Trains and Trains (#590)

Can it be a coincidence that we have often lived near the train?
Trainmouthjpg
Maybe this is why Charlie has never shown too much interest in Thomas the Tank Train: The real thing is rattling by on a real track that smells of hot metal and dust and heat and sometimes, too, he gets to get into the train and ride away.

In our former house, in a town with a small town feel and a somewhat urban setting, we were a ten-minute walk from the train station. (Though this could be cut down to five minutes if you were Jim running against the clock to catch the morning train.) “Walk to train” was the perfect way to pass those awkwardly “what do we do now” moments in the late afternoon or early evening: We would be outside, getting some exercise, and there was always something to see—cement trucks, our friend the mailman, teenagers on bikes too small for them—as we headed to the small town center. You had to walk up a platform to get to the train and Charlie loved to run its length and then stand at the very end, the better to see the white glowing light of the train coming.

The town where we live now is deep in in Garden State suburbia, with lots of trees, lots of lawn, and lots of commuters. Though my in-laws seem only to recall riding the train three times, the house they purchased 30-plus years ago is a ten-minute walk to the train (and, yes, still less again if you are Jim in a hurry). It is a blander walk—–a straight shot past houses in well-kept yards, down to the station beside a small mall with the requisite supermarket, deli, bank, UPS Store, hair salon, and pizza place. The train station is on a much lower platform, its grounds tastefully arrayed with quaint benches and pretty foliage. The trains come roaring out of the bushes and the trees atop a mound of gravel.

The black car’s odometer is nearing 45,000 (it is not quite two years old) and (as you may have gathered from the number of times I write “Charlie and I got into the black car”) we spend a lot of time in the car. But there is something comforting in knowing that the train is so nearby, that (should the car hypothetically break down, or Charlie put my car keys in some unknown place) we have a means of egress. The train station is a symbol of possibility, of how we can go and come back.
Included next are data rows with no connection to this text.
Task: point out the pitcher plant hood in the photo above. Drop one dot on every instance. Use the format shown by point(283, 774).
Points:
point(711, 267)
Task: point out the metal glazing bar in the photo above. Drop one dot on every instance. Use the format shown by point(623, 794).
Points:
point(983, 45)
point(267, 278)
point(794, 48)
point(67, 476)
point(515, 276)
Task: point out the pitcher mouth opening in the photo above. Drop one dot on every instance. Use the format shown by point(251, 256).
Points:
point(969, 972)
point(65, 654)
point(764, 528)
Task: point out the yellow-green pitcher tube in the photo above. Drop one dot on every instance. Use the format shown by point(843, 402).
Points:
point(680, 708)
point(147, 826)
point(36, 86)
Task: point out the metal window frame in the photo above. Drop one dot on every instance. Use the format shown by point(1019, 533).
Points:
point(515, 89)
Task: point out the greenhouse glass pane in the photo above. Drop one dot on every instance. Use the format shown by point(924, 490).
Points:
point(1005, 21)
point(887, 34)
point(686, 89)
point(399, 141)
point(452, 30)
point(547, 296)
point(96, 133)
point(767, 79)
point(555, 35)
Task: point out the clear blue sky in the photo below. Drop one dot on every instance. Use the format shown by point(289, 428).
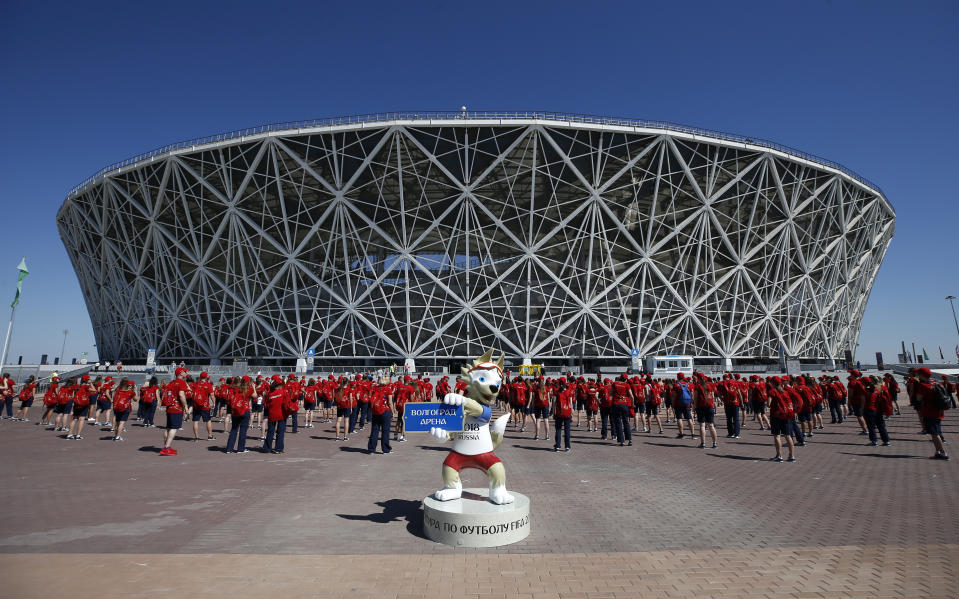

The trains are run by New Jersey Transit and primarily serve commuters during the weekdays.

And, this afternoon, one fleece-hatted and puffy-coated boy and his dad (minus the hat but with a puffless jacket).

I stayed later than usual at work to meet with students; Jim was home to take his mother to a doctor’s appointment and met Charlie at the bus. They had plans for a walk that metamorphized into a ride when, as Charlie walked the platform, up rolled the train. They boarded; they traveled past a few towns; they got off and checked out the nice café at another town’s station. They caught the next train in the opposite direction and Charlie was standing barefoot on the porch when I drove up.

“You went on a train ride, I hear,” I said as I put down my bag.

“Ridesa train,” said Charlie.

I ought also to have mentioned that we once lived right next to the train tracks—-as in Jim and I were raucously awoken one night by the all-out cacophony of a freight train rushing past our open bedroom window—when we lived in an apartment on the edge of a town outside of St. Louis, Missouri. Charlie had only lived in that apartment for but a month before we packed up and moved on to a rented house closer to the city proper—–but who knows what sounds, shaking, rattling and rolling—what railroad earth dreams—first entered his ears with promises of miles and miles still to go?

Comments
4 Responses to “Trains and Trains (#590)”
  1. bethduckie says:

    we live next to a railway line, and Alex has never shown much of an interest in Thomas either…
    what he does like is the electronic timetable/ clock announcing trains coming. He loves that!

  2. Clay says:

    The only time in my life that I ever got to ride a train was when I was stationed in Spain. I used to take the train from Torrejon de Ardoz to Alcala de Henerez. The only trains I’ve ever seen in the US have been freight trains.

  3. Julia says:

    My kids aren’t interested in Thomas the Tank Engine per se, but they like toy trains.
    Boys: Like to connect track pieces.
    Twins: Like to run trains over the constructed track.
    So, T. likes to do both, while Sam will only build track and C. will only use already-built track.
    We have had to stop for trains going home from school in the morning (the twins) and when I mention the train, C. quotes the relevant bit from “Green Eggs and Ham”. T. just repeats “Train! Train!” and watches it. (And if I’d had Sam with me, I would have counted the cars — I got thoroughly dizzy the time we had to stop right at the track and the passing train had over 70 cars, each one of which I faithfully counted for him!)

  4. Daisy says:

    I am married to a model train buff (HO scale) and have an Asperger’s son (Amigo). Our family likes to ride trains, but there are none in our immediate vicinity. He does, however, ride our city bus line regularly. I could see Amigo growing up and living in a big city with commuter trains.